Self-Assessment — HIV in Pregnancy

This self-assessment consolidates your understanding of the NACO PPTCT programme across its four core components: universal opt-out testing and diagnosis, initiation of Option B+ ART and monitoring, viral-load-guided mode of delivery decision-making, and the context-specific infant prophylaxis and feeding counselling that form the backbone of preventing mother-to-child transmission. The scenarios below reflect real presentations that you will encounter in teaching hospitals, district hospitals, and community health settings in India — the woman who was screened and started on ART early, and the woman who arrives at term without prior ANC, having fallen through the gaps of the healthcare system. Working through both scenarios will sharpen your decision-making for both the 'ideal' and the 'real' PPTCT encounter. Attempt all five questions systematically before checking the answers.

Scenario A: Sunita is HIV-positive, diagnosed at 18 weeks on routine ANC screening. CD4 is 320 cells/µL, VL is 8,400 copies/mL. She is started on TDF+3TC+EFV immediately. At 36 weeks, her repeat VL is 420 copies/mL. She asks if she needs a caesarean section.

  1. What mode of delivery would you recommend and why?
  2. Which infant prophylaxis regimen applies?
  3. On what day of the infant's life should the first HIV DNA PCR be performed?

Scenario B: Meera is an HIV-positive woman who was not on ART during pregnancy (lost to follow-up). She presents in active labour at 39 weeks. VL is unknown.
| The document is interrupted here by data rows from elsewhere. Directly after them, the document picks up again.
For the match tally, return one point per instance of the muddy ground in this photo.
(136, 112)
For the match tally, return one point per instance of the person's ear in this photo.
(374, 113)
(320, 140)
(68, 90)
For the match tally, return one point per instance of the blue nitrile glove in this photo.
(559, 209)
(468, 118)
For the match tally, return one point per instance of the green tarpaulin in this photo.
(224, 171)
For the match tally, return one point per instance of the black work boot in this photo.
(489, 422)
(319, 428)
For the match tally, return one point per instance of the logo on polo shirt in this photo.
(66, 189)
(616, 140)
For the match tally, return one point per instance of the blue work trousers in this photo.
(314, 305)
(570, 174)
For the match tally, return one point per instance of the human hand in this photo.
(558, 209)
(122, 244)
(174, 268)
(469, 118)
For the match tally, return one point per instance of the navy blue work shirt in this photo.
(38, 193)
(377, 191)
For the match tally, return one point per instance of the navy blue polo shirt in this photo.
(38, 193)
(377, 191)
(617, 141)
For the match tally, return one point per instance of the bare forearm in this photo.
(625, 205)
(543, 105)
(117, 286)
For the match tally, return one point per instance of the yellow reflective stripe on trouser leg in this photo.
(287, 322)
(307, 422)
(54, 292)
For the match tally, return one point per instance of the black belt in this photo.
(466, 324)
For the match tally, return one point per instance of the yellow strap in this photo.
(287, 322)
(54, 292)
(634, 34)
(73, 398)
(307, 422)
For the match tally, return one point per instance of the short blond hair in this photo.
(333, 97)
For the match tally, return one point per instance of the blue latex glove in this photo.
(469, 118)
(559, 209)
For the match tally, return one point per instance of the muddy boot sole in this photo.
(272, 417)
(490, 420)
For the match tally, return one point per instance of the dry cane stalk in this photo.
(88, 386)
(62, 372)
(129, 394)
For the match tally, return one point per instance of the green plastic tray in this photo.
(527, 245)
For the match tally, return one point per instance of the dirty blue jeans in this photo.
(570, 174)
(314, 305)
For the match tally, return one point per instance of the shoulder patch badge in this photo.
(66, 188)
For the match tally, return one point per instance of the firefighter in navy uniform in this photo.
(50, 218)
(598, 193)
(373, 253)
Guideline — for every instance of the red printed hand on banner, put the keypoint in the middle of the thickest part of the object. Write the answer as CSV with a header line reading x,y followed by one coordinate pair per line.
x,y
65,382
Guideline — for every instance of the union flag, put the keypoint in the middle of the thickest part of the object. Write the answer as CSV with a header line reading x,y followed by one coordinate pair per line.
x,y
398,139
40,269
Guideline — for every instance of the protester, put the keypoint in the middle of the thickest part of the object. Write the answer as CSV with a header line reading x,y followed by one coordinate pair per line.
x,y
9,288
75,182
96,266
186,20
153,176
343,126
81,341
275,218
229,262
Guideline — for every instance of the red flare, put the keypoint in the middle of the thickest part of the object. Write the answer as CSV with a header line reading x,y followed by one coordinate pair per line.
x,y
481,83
She delivers vaginally.

  1. What infant prophylaxis regimen does this baby require?
  2. What feeding advice do you give if Meera lives in urban Chennai in adequate socioeconomic conditions?

Self-check answers: A1: VL 420 <1,000 copies/mL → vaginal delivery acceptable; monitor for prolonged ROM, avoid invasive fetal monitoring. A2: Standard low-risk regimen — NVP for 6 weeks (VL suppressed, mother on ART throughout). A3: HIV DNA PCR at 6 weeks of age. B4: High-risk regimen — NVP+AZT for 12 weeks (mother not on ART at delivery, VL unknown). B5: AFASS criteria likely met in urban Chennai with adequate socioeconomic conditions → exclusive replacement feeding (no breastfeeding) from birth is recommended; counsel on hygienic formula preparation and stress no mixed feeding ever.